Request for feature - user labels on fine-tunes

I apologize if this feature already exists and I missed it. I was hoping to add some metadata to my fine-tune models so that I don’t have to keep track of a separate list. My project necessitates a minimum of two dozen different fine-tuned models so keeping track of them I would like to be able to have my own label attached to them. Stuff like:

  • QuestionGenerator-v1
  • ContextSummarizer-v1

That sort of thing.

1 Like

Yes, this is a good feature request.

On another note - did you try combining these models into a single model, which can perform all those tasks? you can conditionally prefix each of the prompts, and then combine the examples together. That has a chance of better performance as long as your tasks are somewhat related.

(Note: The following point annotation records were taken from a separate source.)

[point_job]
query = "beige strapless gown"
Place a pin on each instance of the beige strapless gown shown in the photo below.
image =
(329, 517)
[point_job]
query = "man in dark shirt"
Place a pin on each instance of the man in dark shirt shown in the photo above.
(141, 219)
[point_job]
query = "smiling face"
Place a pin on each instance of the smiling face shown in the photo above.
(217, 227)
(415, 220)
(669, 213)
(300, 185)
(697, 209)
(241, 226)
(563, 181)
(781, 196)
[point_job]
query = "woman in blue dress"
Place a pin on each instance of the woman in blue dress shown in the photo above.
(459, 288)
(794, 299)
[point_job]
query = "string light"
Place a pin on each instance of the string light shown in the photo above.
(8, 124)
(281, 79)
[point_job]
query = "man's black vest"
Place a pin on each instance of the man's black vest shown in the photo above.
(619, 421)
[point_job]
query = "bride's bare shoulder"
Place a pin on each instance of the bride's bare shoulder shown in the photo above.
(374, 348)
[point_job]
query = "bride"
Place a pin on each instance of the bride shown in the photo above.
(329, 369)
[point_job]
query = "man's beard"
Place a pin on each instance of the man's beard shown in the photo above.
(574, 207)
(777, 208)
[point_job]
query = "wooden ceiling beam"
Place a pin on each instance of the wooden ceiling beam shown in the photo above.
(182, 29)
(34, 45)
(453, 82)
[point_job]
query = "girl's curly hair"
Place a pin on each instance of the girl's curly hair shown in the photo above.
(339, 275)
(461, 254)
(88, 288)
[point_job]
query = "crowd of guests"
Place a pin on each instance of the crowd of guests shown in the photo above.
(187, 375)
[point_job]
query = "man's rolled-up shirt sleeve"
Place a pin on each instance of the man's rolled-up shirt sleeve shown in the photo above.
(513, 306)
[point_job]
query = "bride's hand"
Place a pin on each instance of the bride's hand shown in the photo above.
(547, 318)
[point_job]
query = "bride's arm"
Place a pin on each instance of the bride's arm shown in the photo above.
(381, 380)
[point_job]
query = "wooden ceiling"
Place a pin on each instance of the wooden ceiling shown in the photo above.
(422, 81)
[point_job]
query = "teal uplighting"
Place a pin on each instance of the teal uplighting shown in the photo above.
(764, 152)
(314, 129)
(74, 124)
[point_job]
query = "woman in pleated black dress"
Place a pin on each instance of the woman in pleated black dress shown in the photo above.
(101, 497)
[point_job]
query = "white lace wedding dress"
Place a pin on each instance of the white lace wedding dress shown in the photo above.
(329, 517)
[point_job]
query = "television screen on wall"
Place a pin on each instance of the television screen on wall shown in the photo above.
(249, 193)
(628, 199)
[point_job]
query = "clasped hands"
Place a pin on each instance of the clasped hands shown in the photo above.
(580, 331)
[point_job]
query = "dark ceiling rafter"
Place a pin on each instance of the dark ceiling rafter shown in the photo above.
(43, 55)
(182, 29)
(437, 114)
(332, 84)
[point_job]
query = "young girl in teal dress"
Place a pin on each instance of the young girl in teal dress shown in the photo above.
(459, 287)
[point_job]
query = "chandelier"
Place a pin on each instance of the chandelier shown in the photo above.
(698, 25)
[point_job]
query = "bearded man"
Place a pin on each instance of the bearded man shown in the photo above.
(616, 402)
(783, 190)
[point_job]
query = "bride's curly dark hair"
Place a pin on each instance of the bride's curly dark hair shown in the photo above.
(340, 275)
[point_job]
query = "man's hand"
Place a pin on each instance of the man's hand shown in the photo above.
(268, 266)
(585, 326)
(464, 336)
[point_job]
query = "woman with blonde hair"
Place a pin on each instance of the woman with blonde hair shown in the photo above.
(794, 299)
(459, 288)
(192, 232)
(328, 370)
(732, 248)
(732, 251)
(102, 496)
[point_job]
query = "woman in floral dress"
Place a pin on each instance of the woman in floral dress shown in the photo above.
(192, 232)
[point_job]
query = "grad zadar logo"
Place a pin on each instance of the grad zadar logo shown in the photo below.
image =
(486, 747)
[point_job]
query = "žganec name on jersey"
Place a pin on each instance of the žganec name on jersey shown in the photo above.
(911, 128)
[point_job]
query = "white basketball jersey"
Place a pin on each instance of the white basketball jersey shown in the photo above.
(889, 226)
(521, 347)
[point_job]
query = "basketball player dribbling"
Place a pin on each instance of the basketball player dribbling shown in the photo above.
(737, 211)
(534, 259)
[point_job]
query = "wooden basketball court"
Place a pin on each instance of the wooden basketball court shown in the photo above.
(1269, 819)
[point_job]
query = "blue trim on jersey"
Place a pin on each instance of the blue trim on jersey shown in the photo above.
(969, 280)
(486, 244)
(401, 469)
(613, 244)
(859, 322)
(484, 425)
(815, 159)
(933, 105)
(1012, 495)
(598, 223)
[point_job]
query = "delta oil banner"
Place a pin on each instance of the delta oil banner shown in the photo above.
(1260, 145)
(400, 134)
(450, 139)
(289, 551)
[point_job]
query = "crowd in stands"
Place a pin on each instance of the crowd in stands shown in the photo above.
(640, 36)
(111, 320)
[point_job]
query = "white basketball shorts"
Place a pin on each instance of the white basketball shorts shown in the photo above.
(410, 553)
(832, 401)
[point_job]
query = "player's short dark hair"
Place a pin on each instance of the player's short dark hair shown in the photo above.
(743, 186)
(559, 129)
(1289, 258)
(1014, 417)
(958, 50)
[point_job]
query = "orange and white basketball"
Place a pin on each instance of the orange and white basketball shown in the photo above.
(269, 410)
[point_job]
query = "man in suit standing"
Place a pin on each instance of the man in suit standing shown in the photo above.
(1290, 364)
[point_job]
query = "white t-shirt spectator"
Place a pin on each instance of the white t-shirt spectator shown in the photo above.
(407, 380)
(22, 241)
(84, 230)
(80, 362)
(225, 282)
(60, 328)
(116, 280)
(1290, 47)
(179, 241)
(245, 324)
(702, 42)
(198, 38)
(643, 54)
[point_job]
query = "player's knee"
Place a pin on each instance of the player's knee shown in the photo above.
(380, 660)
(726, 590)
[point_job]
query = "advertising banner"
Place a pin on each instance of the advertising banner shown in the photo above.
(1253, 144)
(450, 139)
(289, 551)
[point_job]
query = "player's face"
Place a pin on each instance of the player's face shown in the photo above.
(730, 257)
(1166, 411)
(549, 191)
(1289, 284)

I have not tried that, but that’s a cool possibility. Could be good due to higher data counts.

1 Like

Multi task models, combining several of the above

This is one of the more advanced techniques, which we recommend tackling only after you’ve created single task models. Models trained to perform a variety of tasks generally perform better on those specific tasks, as well as having an additional benefit to generalize to similar tasks.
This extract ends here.